Ontario’s municipal elections are just over a month away, meaning this will be the third time voters will be casting a ballot in just over a year.
Following the federal election in September 2021, there was a record-low turnout for provincial election in June, and voter fatigue could be an issue in the upcoming municipal contest.
“Some people say it’s better to vote than not vote at all,” says Darcy Babcock, a Kingston resident. “But if I don’t have the right information, I could be voting for the wrong person and I really don’t want to do that.”
“I don’t think I’ve been paying much attention, but it’s next month so I’ll probably do a bit of digging,” adds Rich Tyo, another Kingston resident.
“At this point I think I’m drowning it out because it’s been too much stuff.”
Comments like these are not a surprise to local experts.
“I think that we can reasonably say that voter turnout at the municipal level will be slightly down,” says Dax D’Orazio, a post-doctoral fellow at Queen’s University.

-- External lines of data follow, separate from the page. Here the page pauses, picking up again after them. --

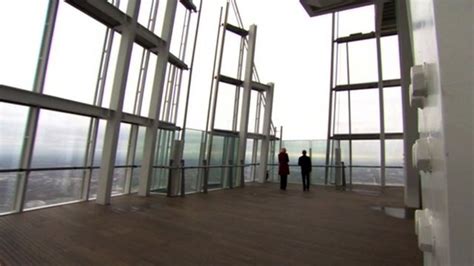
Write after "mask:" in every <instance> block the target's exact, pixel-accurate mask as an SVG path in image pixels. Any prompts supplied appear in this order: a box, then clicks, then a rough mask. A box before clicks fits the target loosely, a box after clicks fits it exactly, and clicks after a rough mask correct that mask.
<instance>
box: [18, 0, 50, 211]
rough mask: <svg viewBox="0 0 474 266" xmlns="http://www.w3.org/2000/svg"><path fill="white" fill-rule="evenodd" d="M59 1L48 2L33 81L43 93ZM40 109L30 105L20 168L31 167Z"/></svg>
mask: <svg viewBox="0 0 474 266" xmlns="http://www.w3.org/2000/svg"><path fill="white" fill-rule="evenodd" d="M58 7H59V1H58V0H51V1H50V2H49V4H48V9H47V13H46V20H45V25H44V28H43V39H42V41H41V48H40V52H39V56H38V63H37V65H36V72H35V80H34V83H33V91H34V92H36V93H39V94H42V93H43V89H44V83H45V80H46V72H47V69H48V61H49V55H50V51H51V44H52V41H53V34H54V28H55V24H56V17H57V13H58ZM39 113H40V109H39V108H37V107H30V108H29V111H28V118H27V122H26V129H25V137H24V140H23V147H22V150H21V157H20V158H21V161H20V168H23V169H30V167H31V161H32V158H33V149H34V145H35V139H36V133H37V129H38V121H39ZM29 174H30V172H29V171H26V172H24V173H19V174H18V179H17V187H16V193H15V194H16V195H15V203H14V211H16V212H22V211H23V207H24V205H25V204H24V203H25V198H26V189H27V186H28V178H29Z"/></svg>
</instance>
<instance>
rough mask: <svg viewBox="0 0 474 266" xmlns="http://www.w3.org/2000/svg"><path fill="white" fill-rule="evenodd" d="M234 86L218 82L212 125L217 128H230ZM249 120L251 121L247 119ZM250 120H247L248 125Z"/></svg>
mask: <svg viewBox="0 0 474 266" xmlns="http://www.w3.org/2000/svg"><path fill="white" fill-rule="evenodd" d="M235 90H236V89H235V86H231V85H227V84H224V83H220V84H219V95H218V97H217V106H216V116H215V124H214V127H215V128H218V129H225V130H232V118H233V115H234V113H233V111H234V102H235ZM249 121H252V120H250V119H249ZM250 124H252V123H251V122H249V127H250Z"/></svg>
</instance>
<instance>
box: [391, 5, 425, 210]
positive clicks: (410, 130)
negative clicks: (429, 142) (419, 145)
mask: <svg viewBox="0 0 474 266" xmlns="http://www.w3.org/2000/svg"><path fill="white" fill-rule="evenodd" d="M396 3H397V23H398V24H397V27H398V45H399V51H400V54H399V56H400V74H401V81H402V88H401V93H402V110H403V112H402V113H403V133H404V134H403V154H404V156H403V166H404V170H405V187H404V189H405V205H406V206H407V207H411V208H420V207H421V200H420V198H421V192H420V189H421V187H420V176H419V173H418V170H417V169H415V168H414V167H413V164H412V157H413V154H412V149H411V147H412V146H413V144H414V143H415V141H416V140H417V139H418V138H419V134H418V113H417V110H416V108H413V107H411V106H410V95H409V89H408V87H409V86H410V82H411V81H410V67H411V66H413V55H412V52H411V51H412V47H411V42H410V34H409V32H410V29H409V26H408V7H407V1H406V0H398V1H396Z"/></svg>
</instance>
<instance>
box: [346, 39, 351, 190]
mask: <svg viewBox="0 0 474 266" xmlns="http://www.w3.org/2000/svg"><path fill="white" fill-rule="evenodd" d="M346 57H347V84H351V75H350V67H349V42H346ZM347 105H348V106H347V107H348V108H347V109H348V115H349V117H348V118H349V119H348V120H349V121H348V123H349V184H350V185H351V186H352V108H351V90H348V91H347Z"/></svg>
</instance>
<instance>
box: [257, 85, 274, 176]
mask: <svg viewBox="0 0 474 266" xmlns="http://www.w3.org/2000/svg"><path fill="white" fill-rule="evenodd" d="M273 90H274V84H273V83H270V84H269V89H268V90H267V92H266V96H265V99H266V105H265V110H264V117H263V128H262V129H263V130H262V131H263V132H262V133H263V134H264V136H265V137H264V139H262V144H261V149H260V165H259V166H258V167H259V171H258V173H259V174H258V178H259V180H258V181H261V183H264V182H265V181H266V178H265V177H266V175H267V169H268V167H267V165H268V152H269V147H270V128H271V118H272V109H273Z"/></svg>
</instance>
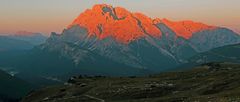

“We shouldn’t be surprised if it is significantly down.”
Turnout for the provincial election in June was a record-low 43 per cent, and federally in last year’s election, the number of ballots cast dropped as well.
D’Orazio says three elections in quick succession, along with the pandemic and the fallout from that, have played a role in individuals participating in this round of voting.
“They are working a lot, they have families, they might have other familial or other care obligations,” he says. “A lot of their time is focused on supporting themselves and their families.”
D’Orazio also says there are also other longer-standing issues at play, such as transparency and accountability of political and public institutions, along with a more polarized political discourse.
“While turning up the temperature might get people interested and motivated that already have keen political ideas, it might have the complete opposite effect for those who are just in the middle and struggling to figure out what’s going on,” says D’Orazio.
Incumbent city councillor Gary Oosterhof has been acclaimed in his Countryside district.
He says he is hearing about some voter fatigue, but he still thinks people will turn out at the ballot box.
“There’s a lot of engagement with your municipal councillors,” says Oosterhof. “So I think that’s a little different, they feel more connected I would think.”